Missiles that crossed into Turkish airspace and were intercepted by NATO defences are the kind of escalation that decentralised command structures can produce, where local units may act independently while the state keeps diplomatic ambiguity about intent. Turkey says NATO has now intercepted multiple Iranian missiles, while Iran has denied targeting Turkey directly. That is precisely why decentralised violence is so useful: it can generate pressure, danger, and political effect even when deniability remains contested.
Systems built on dispersed command can create a zone of plausible deniability around escalation. The state may benefit from the consequences whether or not every act was centrally ordered.
The doctrine travels. The discipline does not.
That is the distinction that matters. A cellular structure built slowly through organisational learning is one thing. A decentralised wartime system activated under decapitation pressure is another. The architecture may look similar. The quality of control is not.
Who Still Benefits?
What the current conflict illustrates, with uncomfortable clarity, is that the Belfast Doctrine and the minimum-input principle are not separate ideas. They are two layers of the same architecture. One manages deniability. The other manages effect. Add a resilient IRA-style cellular structure and the system can continue functioning even after its visible leadership is attacked.
That is why the present moment feels less like news to me than recognition.
The architects of such systems are rarely exposed in full. Individual outrages may be investigated. Particular operations may be condemned. But the deeper institutional design -the structure that makes deniable coercion sustainable -is seldom named in public, let alone dismantled.
That is the question the book asks. Not how the doctrine works. But who is still protected by it. And why.
There's one twist my novel never imagined: what happens when a powerful state turns the Belfast Doctrine logic inward on its own national security interests? The Trump administration has decimated every sector of its own national security infrastructure and interests, from sacking all its experienced generals to gutting the FBI counter-terrorism, intelligence, cyber, and critical incident response units. The FBI has also reassigned between 25 and 45 percent of its agents who handle counter-terrorism to immigration control. With national counter-terrorism capacity dismantled against adversaries using cellular structures, the ASU logic of the Belfast Doctrine, the detection of ‘sleeper cells and lone wolves’ becomes a matter of luck rather than capability. Through self-sabotage the US has made itself more susceptible to minimum-input disruption than at any point since those structures were constructed post 9/11.
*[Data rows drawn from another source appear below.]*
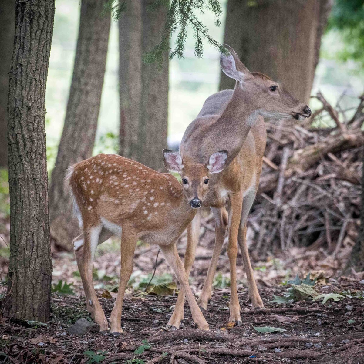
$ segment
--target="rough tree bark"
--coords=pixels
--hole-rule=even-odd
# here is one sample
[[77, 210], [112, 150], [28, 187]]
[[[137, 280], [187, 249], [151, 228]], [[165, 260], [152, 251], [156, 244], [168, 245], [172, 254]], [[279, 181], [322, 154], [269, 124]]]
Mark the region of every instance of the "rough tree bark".
[[[122, 155], [154, 169], [161, 170], [161, 151], [167, 146], [168, 55], [164, 56], [161, 71], [156, 64], [139, 63], [135, 60], [160, 41], [166, 9], [161, 7], [151, 12], [147, 8], [153, 0], [139, 2], [141, 8], [133, 5], [134, 14], [127, 14], [124, 16], [141, 19], [140, 48], [139, 44], [136, 43], [136, 38], [139, 37], [137, 31], [140, 29], [137, 23], [131, 26], [133, 20], [130, 19], [128, 21], [120, 21], [120, 93], [126, 92], [120, 95], [120, 151]], [[134, 42], [132, 49], [128, 50], [128, 45], [132, 41]], [[134, 105], [137, 104], [138, 99], [137, 107], [132, 105], [133, 102]], [[126, 105], [128, 109], [126, 108]]]
[[5, 314], [49, 318], [52, 260], [46, 150], [46, 84], [54, 0], [16, 1], [8, 104], [10, 259]]
[[15, 2], [13, 0], [2, 0], [0, 1], [0, 167], [8, 166], [7, 105], [15, 27]]
[[[252, 72], [308, 103], [332, 0], [228, 0], [224, 43]], [[231, 88], [222, 75], [220, 90]]]
[[130, 0], [119, 23], [119, 154], [136, 160], [142, 87], [142, 4]]
[[72, 82], [50, 188], [51, 233], [57, 245], [72, 249], [79, 233], [69, 193], [67, 168], [90, 157], [95, 142], [106, 61], [111, 16], [101, 16], [106, 0], [82, 0]]

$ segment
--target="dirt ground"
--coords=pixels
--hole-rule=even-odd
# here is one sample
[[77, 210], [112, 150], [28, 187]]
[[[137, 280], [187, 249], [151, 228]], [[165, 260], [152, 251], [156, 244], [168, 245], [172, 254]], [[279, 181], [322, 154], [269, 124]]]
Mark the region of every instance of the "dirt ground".
[[[213, 244], [211, 229], [208, 226], [205, 229], [190, 280], [197, 296], [206, 276]], [[182, 256], [185, 244], [182, 237], [178, 246]], [[0, 363], [364, 363], [364, 277], [354, 273], [342, 276], [343, 253], [340, 256], [342, 261], [323, 250], [303, 248], [292, 248], [284, 253], [268, 252], [259, 257], [253, 254], [254, 274], [266, 307], [253, 311], [239, 258], [238, 289], [242, 325], [237, 327], [228, 322], [228, 264], [223, 252], [212, 298], [204, 313], [210, 331], [196, 329], [186, 304], [181, 329], [169, 331], [165, 327], [177, 295], [141, 293], [141, 277], [149, 280], [157, 251], [157, 247], [146, 246], [137, 249], [134, 283], [123, 306], [124, 333], [116, 337], [99, 333], [94, 328], [82, 336], [68, 332], [69, 327], [80, 318], [92, 320], [86, 310], [73, 254], [54, 252], [54, 285], [60, 280], [72, 282], [74, 294], [52, 294], [52, 319], [46, 326], [0, 320]], [[118, 251], [117, 242], [104, 243], [99, 247], [94, 264], [94, 283], [108, 318], [116, 294], [111, 286], [119, 274]], [[170, 273], [161, 254], [157, 262], [156, 277]], [[282, 296], [287, 292], [288, 286], [282, 281], [292, 278], [297, 273], [303, 279], [309, 271], [317, 278], [314, 288], [319, 293], [344, 292], [345, 298], [338, 301], [329, 300], [324, 304], [309, 299], [280, 304], [268, 303], [273, 295]], [[262, 326], [286, 331], [263, 333], [254, 329]]]

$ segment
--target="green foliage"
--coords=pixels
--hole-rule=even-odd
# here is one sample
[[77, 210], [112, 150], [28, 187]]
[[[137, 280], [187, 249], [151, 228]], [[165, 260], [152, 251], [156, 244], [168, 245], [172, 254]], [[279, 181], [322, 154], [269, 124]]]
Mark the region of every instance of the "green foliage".
[[218, 273], [214, 279], [212, 286], [215, 288], [226, 288], [230, 286], [230, 278]]
[[272, 326], [262, 326], [258, 327], [253, 326], [254, 329], [258, 332], [270, 333], [271, 332], [284, 332], [287, 330], [285, 329], [281, 329], [279, 327], [273, 327]]
[[[111, 13], [113, 18], [117, 20], [120, 19], [122, 12], [125, 11], [127, 5], [125, 1], [115, 5], [116, 1], [108, 0], [103, 12]], [[168, 9], [161, 39], [159, 43], [143, 55], [143, 59], [145, 63], [156, 62], [160, 68], [162, 55], [166, 52], [169, 52], [170, 59], [175, 57], [183, 58], [189, 27], [192, 28], [193, 32], [195, 55], [196, 57], [201, 58], [203, 55], [203, 38], [206, 39], [209, 44], [220, 52], [228, 54], [226, 48], [209, 34], [209, 29], [196, 15], [196, 12], [201, 13], [206, 11], [211, 12], [214, 17], [215, 26], [220, 27], [221, 25], [220, 17], [222, 14], [222, 10], [218, 0], [171, 0], [170, 2], [168, 0], [155, 0], [147, 9], [150, 12], [150, 16], [154, 16], [153, 12], [161, 7]], [[177, 32], [177, 36], [174, 48], [172, 50], [170, 46], [169, 41], [171, 36], [175, 32]]]
[[94, 363], [100, 363], [106, 357], [106, 355], [108, 352], [105, 350], [98, 350], [95, 353], [92, 350], [88, 351], [84, 351], [83, 355], [86, 356], [88, 360], [86, 362], [88, 364], [93, 364]]
[[339, 31], [338, 35], [344, 41], [339, 58], [358, 61], [364, 66], [364, 1], [335, 0], [328, 29]]
[[101, 16], [104, 16], [107, 14], [111, 13], [113, 19], [115, 21], [117, 21], [120, 19], [122, 14], [126, 10], [126, 2], [124, 1], [107, 0], [104, 4], [104, 9], [101, 13]]
[[72, 283], [67, 284], [66, 281], [63, 284], [63, 281], [61, 279], [57, 284], [52, 285], [51, 288], [51, 290], [59, 294], [74, 294], [75, 293], [71, 288], [71, 286], [73, 284]]

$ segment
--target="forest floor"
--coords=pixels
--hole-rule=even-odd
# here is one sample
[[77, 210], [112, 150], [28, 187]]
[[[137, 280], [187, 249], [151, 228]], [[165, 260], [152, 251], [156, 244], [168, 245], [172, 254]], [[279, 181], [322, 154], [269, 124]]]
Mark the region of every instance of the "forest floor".
[[[197, 296], [213, 244], [212, 231], [207, 229], [205, 233], [190, 279]], [[179, 244], [182, 255], [185, 244], [182, 238]], [[117, 242], [104, 243], [98, 249], [94, 264], [95, 287], [107, 318], [117, 290], [118, 251]], [[268, 254], [260, 260], [253, 257], [254, 274], [266, 307], [254, 310], [251, 309], [239, 257], [237, 269], [241, 278], [238, 290], [242, 325], [238, 327], [229, 323], [228, 264], [223, 252], [212, 299], [204, 313], [210, 331], [196, 329], [186, 304], [181, 329], [169, 331], [165, 327], [177, 299], [175, 286], [169, 283], [173, 277], [161, 254], [156, 260], [157, 251], [156, 247], [137, 248], [123, 308], [124, 333], [117, 337], [99, 333], [97, 327], [90, 328], [84, 335], [70, 333], [70, 327], [78, 320], [92, 320], [86, 310], [73, 254], [54, 252], [52, 319], [44, 325], [0, 319], [0, 363], [364, 363], [364, 272], [343, 276], [343, 264], [337, 257], [324, 250], [292, 248], [284, 253]], [[167, 295], [143, 292], [156, 261], [157, 268], [149, 290], [164, 287], [166, 290], [161, 293]], [[310, 271], [311, 278], [316, 278], [314, 282], [289, 281], [297, 273], [303, 279]], [[312, 296], [305, 293], [307, 289], [309, 293], [310, 288], [315, 290], [315, 294], [331, 296], [326, 296], [329, 299], [323, 304], [324, 297], [314, 301]], [[342, 297], [335, 295], [338, 294]], [[274, 296], [289, 296], [282, 299], [292, 299], [268, 303]], [[257, 330], [269, 330], [266, 327], [284, 331], [264, 333]]]

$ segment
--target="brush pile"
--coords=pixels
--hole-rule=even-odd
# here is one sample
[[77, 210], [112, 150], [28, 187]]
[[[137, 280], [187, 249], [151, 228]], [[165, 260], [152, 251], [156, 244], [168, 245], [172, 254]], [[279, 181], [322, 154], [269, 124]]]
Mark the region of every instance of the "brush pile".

⏩ Christy Walsh was stitched up by the British Ministry of Defence in a no jury trial and spent many years in prison as a result.


The problem with the Provisionals adopting the small ASU style of unit was that the British didn't NEED to have turned someone inside it, they could easily mark them down in orders and watch them. They then would have turned people in the 'logistics and support' which helped fill in the blanks.
ReplyDeleteCase in point would be Gibraltar. Once McCann, Farrell and Savage were simply noticed as not being around ( none of them were turned) immediate red flags went up.
When it comes to Iran it's a bit of an unknown as to the depth of Intel the Israeli's and US have down to the ground level. I get your view of decentralised continuity, but this also plays very much into the strategic plans of Israel who would much rather an incohesive array of groups chipping away at an attempted war of attrition, because what inevitably happens is that they become rivals and attack each other. We've seen this in Iraq and Afghanistan.
This will be particularly true when the ability to keep the water on bites as Tehran is in a horrific drought at the moment which I've no doubt prompted the Israelis and US to attack. This won't be mentioned in the Western media. No doubt Washington and Tel Aviv have in the back of their mind the Battle of Singapore when the Japanese simply attacked the water supply prompting immediate British surrender.
I'll be buying your book when it's published Christy , sounds like a good read.